No documento monicadamottasallesbarreto (páginas 70-76)

2 TRIUNFO DO SINTOMA, SUJEITO PRESENTE

2.2 O SUJEITO-SINTOMA

2.2.1 O sujeito presente(?) na educação

Para tentarmos compreender os discursos que nos guiam atualmente em práticas voltadas para a educação, na busca por localizarmos qual concepção de sujeito que nos guia em nossa prática, optamos pelos documentos oficiais que orientam a educação.

Os marcos históricos e legais são inúmeros, mas nos ocupamos em trazer aqueles documentos oficiais que orientam a educação atualmente. Por isso, buscamos o PNE, que está em vigor entre 2014 e 2024, e a Base Nacional Comum Curricular (BNCC), que serve como parâmetro para os currículos da educação básica atualmente, e foi publicada em 201724.

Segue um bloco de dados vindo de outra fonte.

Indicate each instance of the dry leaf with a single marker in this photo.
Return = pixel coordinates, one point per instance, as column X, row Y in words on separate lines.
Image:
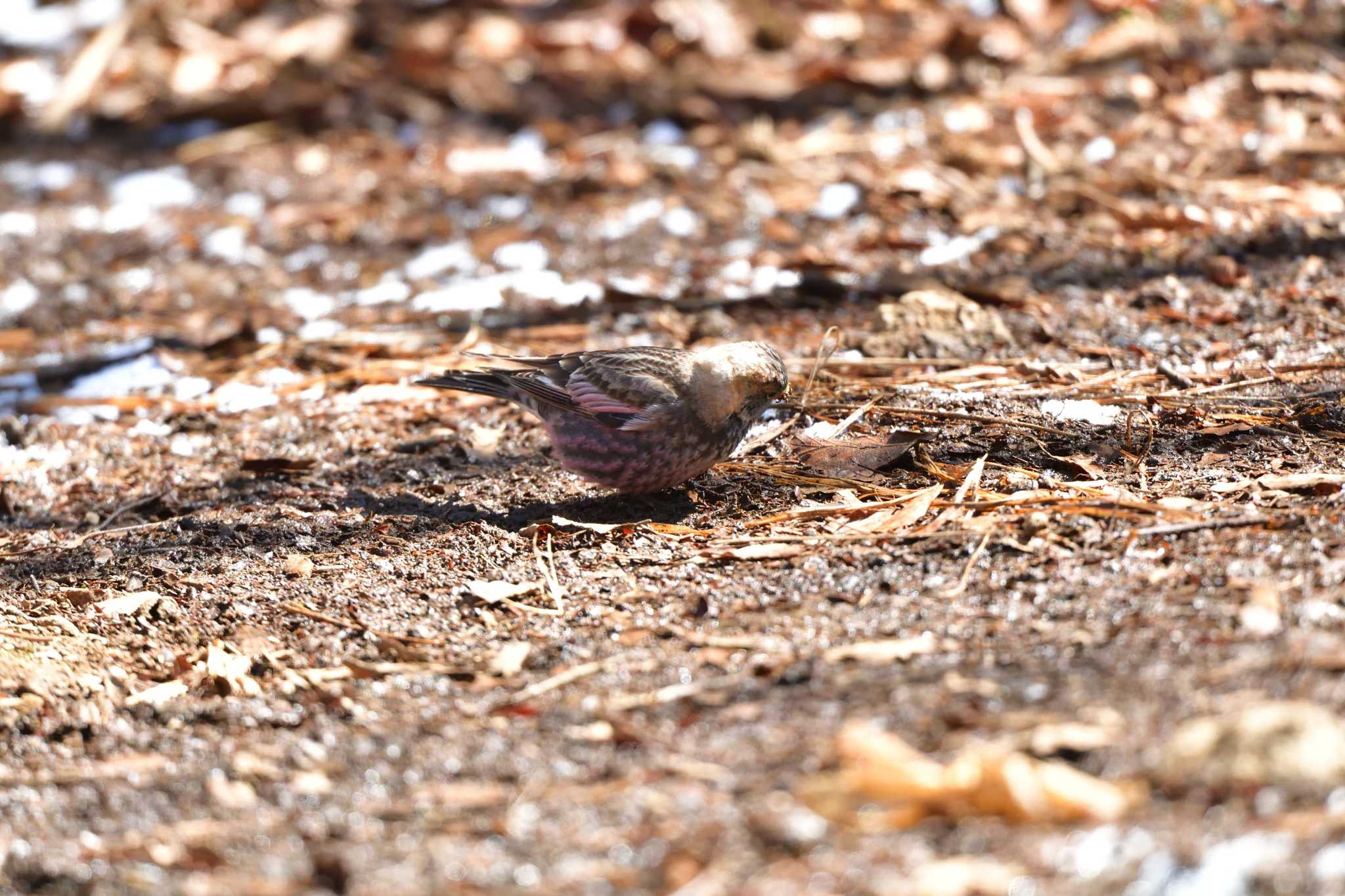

O PNE, a partir da Emenda Constitucional (EC) nº 59/2009 (BRASIL, 2009b) tornou-se uma exigência com periodicidade decenal, o que significa que planos plurianuais devem tomá-lo como referência. Até esse momento, com base na Lei de Diretrizes e Bases da Educação Nacional, Lei nº 9.394/1996 (BRASIL, 1996), o PNE era compreendido como uma disposição transitória. O plano também passou a ser considerado, a partir da EC nº 59/2009, o articulador do Sistema Nacional de Educação, com previsão de financiamento por meio do Produto Interno Bruto (PIB). Torna-se, portanto, a base para a elaboração dos planos estaduais, distrital e municipais, promovendo um alinhamento entre os entes federados.

Elaborado em parceria com a Universidade Federal de Pernambuco (UFPE) e com contribuições da Associação Nacional de Política e Administração da Educação (Anpae), o PNE apresenta como eixo os processos de organização e gestão da educação, seu financiamento, avaliação e políticas de estado organizado em 20 metas que têm como objetivo, de modo sucinto, assegurar o acesso à educação formal da população em idade escolar, a melhoria da taxa de alfabetização, da aprendizagem e do fluxo escolar, assim como o aprimoramento da formação dos professores e das condições de trabalho e plano de carreira desses profissionais, a efetivação da gestão democrática da educação e o aumento do investimento público em educação.

Sem dúvida são metas que buscam alavancar a qualidade da educação no país. A questão que nos propomos a refletir aqui, neste trabalho, é de que maneira conseguiremos assegurar tal melhoria. De que maneira vamos mensurar, medir e

24 A BNCC da Educação Infantil e Ensino Fundamental foi aprovada em 2017 e para o Ensino Médio está, até o momento, em processo de aprovação.

validar tais metas? O que e como estamos medindo? Em nome de quê e para quem? Questionamos ainda: qual o lugar do sujeito da aprendizagem em meio a essas metas?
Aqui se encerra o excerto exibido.